-
Notifications
You must be signed in to change notification settings - Fork 45
Description
Hi,
I would like to understand why the graph I generated using the tutorial commands looks different from the one shown in your example.
./pggb -i data/HLA/DRB1-3123.fa.gz -n 12 -t 16 -V 'gi|568815561' -o out -M
The tutorial uses the above command. Since gi|568815561 does not comply with the naming convention, I renamed the sequences using:
zcat DRB1-3123.fa.gz | awk '/^>/{print ">sample"++i"#1#chr6"} !/^>/' > renamed.fa
This generated a new FASTA file, and I then created a new .fai index with faidx. After that, I ran:
pggb -i ./HLA/renamed.fa -n 12 -t 16 -V 'sample4' -o ./out -M
However, the resulting 2D plot is still different from the one in the tutorial.

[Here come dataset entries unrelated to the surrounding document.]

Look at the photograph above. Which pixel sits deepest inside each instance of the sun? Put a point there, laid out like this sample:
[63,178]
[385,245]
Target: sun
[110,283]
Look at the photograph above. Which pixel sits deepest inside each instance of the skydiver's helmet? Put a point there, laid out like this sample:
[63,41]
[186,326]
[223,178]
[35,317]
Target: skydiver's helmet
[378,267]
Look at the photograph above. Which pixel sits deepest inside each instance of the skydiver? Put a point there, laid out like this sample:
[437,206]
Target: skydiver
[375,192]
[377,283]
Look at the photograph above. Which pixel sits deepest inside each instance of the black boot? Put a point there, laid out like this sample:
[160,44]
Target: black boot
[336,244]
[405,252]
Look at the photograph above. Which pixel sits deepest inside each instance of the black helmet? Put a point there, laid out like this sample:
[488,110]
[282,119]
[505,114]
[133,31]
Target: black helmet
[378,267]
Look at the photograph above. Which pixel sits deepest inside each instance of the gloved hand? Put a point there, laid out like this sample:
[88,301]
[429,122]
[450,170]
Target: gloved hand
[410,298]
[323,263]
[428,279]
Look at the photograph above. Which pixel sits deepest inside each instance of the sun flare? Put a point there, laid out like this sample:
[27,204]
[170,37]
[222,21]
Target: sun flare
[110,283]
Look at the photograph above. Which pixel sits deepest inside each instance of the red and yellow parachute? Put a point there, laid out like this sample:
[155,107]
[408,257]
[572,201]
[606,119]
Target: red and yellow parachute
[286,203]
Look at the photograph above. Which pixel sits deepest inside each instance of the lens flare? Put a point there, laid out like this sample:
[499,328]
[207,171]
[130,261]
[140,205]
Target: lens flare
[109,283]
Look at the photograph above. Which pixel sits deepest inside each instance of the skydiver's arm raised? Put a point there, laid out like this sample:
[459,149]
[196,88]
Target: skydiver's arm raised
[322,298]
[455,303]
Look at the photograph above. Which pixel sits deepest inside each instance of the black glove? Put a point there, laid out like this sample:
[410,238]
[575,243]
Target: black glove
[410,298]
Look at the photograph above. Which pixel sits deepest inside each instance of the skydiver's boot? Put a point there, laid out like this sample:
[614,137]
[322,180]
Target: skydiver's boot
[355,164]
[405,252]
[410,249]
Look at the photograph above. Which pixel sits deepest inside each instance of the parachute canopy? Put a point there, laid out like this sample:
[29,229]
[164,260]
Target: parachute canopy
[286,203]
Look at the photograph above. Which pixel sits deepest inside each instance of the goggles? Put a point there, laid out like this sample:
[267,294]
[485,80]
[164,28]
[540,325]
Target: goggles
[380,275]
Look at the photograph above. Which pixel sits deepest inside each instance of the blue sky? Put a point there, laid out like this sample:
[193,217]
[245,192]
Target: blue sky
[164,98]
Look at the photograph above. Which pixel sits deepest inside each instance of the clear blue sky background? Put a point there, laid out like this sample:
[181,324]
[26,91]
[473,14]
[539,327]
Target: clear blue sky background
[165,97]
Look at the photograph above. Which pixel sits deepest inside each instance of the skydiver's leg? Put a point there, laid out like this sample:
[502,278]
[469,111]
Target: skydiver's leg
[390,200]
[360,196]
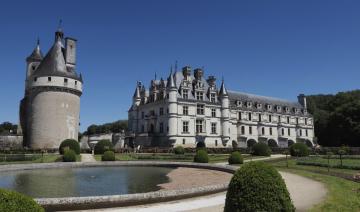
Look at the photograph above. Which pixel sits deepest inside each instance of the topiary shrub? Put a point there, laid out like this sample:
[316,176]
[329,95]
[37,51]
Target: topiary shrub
[103,146]
[69,144]
[257,186]
[261,149]
[13,201]
[179,150]
[236,158]
[69,156]
[201,157]
[108,156]
[299,150]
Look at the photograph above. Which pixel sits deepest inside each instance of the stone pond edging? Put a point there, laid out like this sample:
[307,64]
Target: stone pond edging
[92,202]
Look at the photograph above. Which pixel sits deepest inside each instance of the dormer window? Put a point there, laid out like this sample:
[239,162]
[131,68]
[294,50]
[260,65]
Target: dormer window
[248,104]
[238,103]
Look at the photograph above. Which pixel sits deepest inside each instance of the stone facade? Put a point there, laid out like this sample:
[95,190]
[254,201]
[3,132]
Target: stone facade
[49,111]
[190,110]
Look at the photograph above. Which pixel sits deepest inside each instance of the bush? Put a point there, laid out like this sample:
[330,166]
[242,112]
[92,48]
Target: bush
[261,149]
[179,150]
[201,157]
[299,150]
[103,146]
[69,156]
[13,201]
[236,158]
[69,144]
[108,156]
[257,186]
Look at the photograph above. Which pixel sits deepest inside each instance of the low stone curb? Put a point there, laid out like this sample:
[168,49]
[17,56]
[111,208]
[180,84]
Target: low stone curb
[92,202]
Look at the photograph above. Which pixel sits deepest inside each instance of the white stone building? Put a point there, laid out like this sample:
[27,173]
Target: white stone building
[190,110]
[49,111]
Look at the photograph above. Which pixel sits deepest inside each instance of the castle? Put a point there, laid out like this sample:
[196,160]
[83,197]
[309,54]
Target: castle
[192,111]
[49,111]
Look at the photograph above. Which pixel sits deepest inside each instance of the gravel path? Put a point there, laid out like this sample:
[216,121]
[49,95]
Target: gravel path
[87,158]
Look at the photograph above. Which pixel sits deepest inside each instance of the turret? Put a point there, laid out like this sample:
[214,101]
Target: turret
[172,92]
[302,100]
[225,116]
[33,60]
[137,97]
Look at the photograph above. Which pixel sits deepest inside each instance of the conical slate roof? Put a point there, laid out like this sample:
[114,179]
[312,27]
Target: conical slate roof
[53,63]
[36,55]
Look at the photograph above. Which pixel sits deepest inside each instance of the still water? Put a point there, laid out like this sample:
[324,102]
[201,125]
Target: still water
[90,181]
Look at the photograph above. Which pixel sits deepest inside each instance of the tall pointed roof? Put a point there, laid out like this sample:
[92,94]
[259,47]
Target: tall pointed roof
[54,64]
[223,91]
[36,55]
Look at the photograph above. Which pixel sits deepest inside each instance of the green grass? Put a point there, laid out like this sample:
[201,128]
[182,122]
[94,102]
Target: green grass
[343,195]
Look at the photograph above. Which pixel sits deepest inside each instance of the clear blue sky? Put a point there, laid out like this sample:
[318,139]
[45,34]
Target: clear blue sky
[277,48]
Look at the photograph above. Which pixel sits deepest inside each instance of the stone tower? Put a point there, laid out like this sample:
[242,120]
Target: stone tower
[49,111]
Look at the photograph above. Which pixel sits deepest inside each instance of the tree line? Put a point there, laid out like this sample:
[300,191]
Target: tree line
[114,127]
[336,118]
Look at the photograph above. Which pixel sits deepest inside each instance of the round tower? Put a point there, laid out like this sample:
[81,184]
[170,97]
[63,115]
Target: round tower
[225,115]
[172,101]
[52,96]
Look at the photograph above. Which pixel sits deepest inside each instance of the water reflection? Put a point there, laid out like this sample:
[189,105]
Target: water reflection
[90,181]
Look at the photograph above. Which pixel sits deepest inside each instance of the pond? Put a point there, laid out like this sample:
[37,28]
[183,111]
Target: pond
[89,181]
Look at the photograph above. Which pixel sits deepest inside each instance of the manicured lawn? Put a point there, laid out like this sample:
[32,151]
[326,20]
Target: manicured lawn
[343,195]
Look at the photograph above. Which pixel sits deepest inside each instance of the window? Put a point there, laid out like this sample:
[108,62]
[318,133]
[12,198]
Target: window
[185,127]
[200,109]
[199,95]
[213,112]
[199,126]
[185,110]
[185,94]
[213,128]
[212,97]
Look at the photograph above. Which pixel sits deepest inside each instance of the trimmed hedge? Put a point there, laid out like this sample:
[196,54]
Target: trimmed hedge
[13,201]
[108,156]
[201,157]
[69,144]
[179,150]
[236,158]
[261,149]
[257,186]
[103,146]
[299,150]
[69,156]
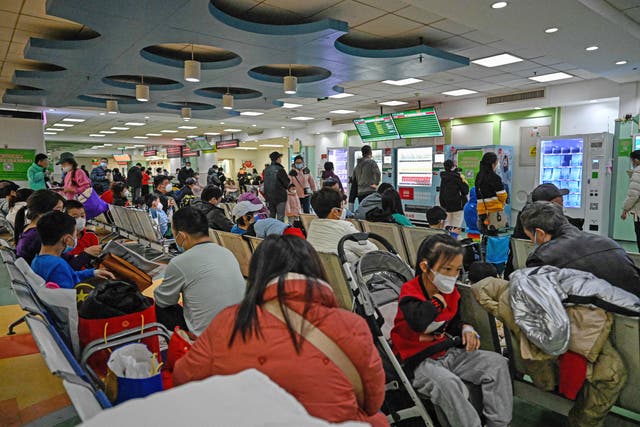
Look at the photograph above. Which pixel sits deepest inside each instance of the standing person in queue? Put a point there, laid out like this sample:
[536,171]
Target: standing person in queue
[287,287]
[632,201]
[276,184]
[453,194]
[304,183]
[366,177]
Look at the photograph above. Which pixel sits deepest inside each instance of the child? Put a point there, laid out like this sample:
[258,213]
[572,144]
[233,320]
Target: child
[293,208]
[88,244]
[58,233]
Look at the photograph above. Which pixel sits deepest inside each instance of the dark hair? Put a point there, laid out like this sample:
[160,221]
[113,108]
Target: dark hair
[209,192]
[191,221]
[441,247]
[324,200]
[53,225]
[274,259]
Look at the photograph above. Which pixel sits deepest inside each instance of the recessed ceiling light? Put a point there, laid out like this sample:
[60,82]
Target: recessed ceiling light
[550,77]
[497,60]
[459,92]
[341,95]
[393,103]
[403,82]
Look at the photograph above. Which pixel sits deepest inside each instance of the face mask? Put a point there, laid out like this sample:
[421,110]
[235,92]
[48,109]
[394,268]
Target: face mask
[444,284]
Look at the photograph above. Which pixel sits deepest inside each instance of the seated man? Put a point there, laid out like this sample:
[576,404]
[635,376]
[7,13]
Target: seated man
[562,245]
[326,231]
[58,233]
[206,275]
[211,197]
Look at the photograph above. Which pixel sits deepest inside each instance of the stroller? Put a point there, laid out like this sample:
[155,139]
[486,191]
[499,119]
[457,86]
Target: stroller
[375,281]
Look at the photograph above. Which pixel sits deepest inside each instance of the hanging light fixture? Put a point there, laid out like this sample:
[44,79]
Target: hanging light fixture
[191,69]
[290,83]
[112,106]
[227,101]
[142,91]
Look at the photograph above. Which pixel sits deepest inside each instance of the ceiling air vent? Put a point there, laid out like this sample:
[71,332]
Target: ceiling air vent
[513,97]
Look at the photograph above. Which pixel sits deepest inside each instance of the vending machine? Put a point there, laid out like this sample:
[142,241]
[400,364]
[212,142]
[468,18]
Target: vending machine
[583,165]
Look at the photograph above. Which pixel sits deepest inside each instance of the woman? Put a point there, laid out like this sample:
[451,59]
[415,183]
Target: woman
[286,274]
[632,202]
[75,182]
[489,190]
[426,333]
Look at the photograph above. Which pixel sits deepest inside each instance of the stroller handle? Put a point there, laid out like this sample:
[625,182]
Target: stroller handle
[361,238]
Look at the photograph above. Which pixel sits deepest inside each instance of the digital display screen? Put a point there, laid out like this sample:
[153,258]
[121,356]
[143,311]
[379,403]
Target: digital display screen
[376,128]
[421,123]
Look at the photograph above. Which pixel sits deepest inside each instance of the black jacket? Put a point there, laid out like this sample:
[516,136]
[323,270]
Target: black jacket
[215,215]
[453,191]
[598,255]
[276,183]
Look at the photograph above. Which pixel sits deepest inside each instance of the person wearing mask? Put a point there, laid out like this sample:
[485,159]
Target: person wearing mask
[560,244]
[287,282]
[326,231]
[206,276]
[276,184]
[366,176]
[490,192]
[37,172]
[211,197]
[305,184]
[453,194]
[428,317]
[99,178]
[631,203]
[58,233]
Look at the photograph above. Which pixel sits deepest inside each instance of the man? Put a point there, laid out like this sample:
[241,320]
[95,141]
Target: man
[276,184]
[134,180]
[326,231]
[562,245]
[185,172]
[366,176]
[99,179]
[207,276]
[211,197]
[37,172]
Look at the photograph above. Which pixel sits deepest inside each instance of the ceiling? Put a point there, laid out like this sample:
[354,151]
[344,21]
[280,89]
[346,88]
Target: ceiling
[68,51]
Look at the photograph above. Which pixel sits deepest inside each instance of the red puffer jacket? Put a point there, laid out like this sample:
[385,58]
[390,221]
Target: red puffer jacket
[310,376]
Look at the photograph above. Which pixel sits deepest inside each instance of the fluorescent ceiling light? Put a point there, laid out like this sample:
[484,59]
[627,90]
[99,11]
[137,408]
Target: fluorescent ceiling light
[550,77]
[402,82]
[341,95]
[497,60]
[393,103]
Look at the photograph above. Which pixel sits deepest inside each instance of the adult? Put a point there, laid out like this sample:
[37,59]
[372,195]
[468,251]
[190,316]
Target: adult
[366,176]
[453,194]
[305,184]
[276,184]
[207,276]
[326,231]
[288,285]
[211,197]
[631,203]
[562,245]
[36,173]
[99,178]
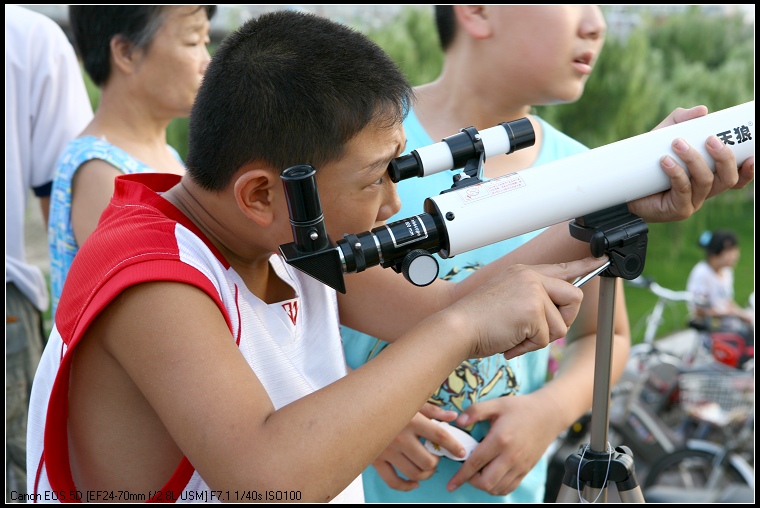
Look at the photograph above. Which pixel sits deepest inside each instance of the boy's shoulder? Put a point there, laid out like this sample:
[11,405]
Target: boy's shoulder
[557,144]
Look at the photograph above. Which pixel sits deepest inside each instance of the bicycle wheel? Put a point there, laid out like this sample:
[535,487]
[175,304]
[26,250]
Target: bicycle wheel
[689,469]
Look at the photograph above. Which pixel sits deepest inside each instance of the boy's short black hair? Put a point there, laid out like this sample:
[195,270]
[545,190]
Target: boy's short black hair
[446,24]
[93,27]
[289,88]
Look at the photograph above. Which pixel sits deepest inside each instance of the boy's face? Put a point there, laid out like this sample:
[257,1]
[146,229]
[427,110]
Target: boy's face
[549,50]
[356,192]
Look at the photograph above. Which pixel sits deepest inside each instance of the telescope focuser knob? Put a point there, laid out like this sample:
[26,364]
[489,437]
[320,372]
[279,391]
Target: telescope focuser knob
[420,267]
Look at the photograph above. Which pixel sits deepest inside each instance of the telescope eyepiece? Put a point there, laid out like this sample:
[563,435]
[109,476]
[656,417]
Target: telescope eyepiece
[455,151]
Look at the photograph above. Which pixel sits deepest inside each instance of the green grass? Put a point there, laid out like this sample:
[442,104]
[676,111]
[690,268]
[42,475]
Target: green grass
[672,252]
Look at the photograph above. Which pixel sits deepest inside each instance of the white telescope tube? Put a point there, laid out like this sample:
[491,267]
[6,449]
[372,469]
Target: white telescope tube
[574,186]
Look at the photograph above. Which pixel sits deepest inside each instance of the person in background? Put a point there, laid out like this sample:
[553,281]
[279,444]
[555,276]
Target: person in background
[46,106]
[148,61]
[499,61]
[711,281]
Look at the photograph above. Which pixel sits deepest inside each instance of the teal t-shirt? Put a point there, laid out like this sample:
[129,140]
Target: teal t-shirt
[476,379]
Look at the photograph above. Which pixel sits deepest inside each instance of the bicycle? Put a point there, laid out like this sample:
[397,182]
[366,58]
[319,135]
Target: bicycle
[721,405]
[645,414]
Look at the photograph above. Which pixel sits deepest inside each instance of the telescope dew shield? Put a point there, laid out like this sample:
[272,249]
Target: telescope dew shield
[575,186]
[454,151]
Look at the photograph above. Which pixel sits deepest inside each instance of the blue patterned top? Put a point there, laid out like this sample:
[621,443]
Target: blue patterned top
[61,241]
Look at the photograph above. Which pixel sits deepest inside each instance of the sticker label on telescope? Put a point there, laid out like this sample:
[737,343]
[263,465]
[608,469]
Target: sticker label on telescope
[491,188]
[741,133]
[406,231]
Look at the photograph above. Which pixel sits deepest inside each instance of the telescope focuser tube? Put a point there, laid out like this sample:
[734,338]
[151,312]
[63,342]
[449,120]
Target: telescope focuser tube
[454,151]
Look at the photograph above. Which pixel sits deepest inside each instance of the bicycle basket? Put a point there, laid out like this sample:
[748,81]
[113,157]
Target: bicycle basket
[729,394]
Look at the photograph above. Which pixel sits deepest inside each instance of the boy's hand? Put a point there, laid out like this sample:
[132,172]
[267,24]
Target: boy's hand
[525,308]
[689,191]
[407,455]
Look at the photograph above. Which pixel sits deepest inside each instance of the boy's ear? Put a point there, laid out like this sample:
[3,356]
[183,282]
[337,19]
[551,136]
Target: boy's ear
[254,192]
[474,20]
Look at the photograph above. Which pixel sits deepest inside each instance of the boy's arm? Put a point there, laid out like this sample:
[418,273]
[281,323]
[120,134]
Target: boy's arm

I noticed that the output image name looks like this:
DRB1-3123.fa.gz.pggb-E-s5000-l15000-p80-n10-a0-K16-k8-w50000-j5000-e5000-I0-R0-N.smooth.chop.og.lay.draw_mqc
and includes parameters that differ from the tutorial command. So I tried:
pggb -i ./HLA/renamed.fa -n 12 -t 16 -V 'sample4' -o ./out -M
pggb -i ./HLA/renamed.fa -p 80 -n 12 -K 16 -k 8 -t 16 -V 'sample4' -o ./out -M
But the graph still looks different.
I also tried specifying the provided PAF file under /data/paf (and updated the names accordingly), but the generated graph still turned out relatively simple.
Perhaps I could get the exact command used to generate the sample graph? I’d like to understand how this dataset was processed to produce a graph with so many cycles.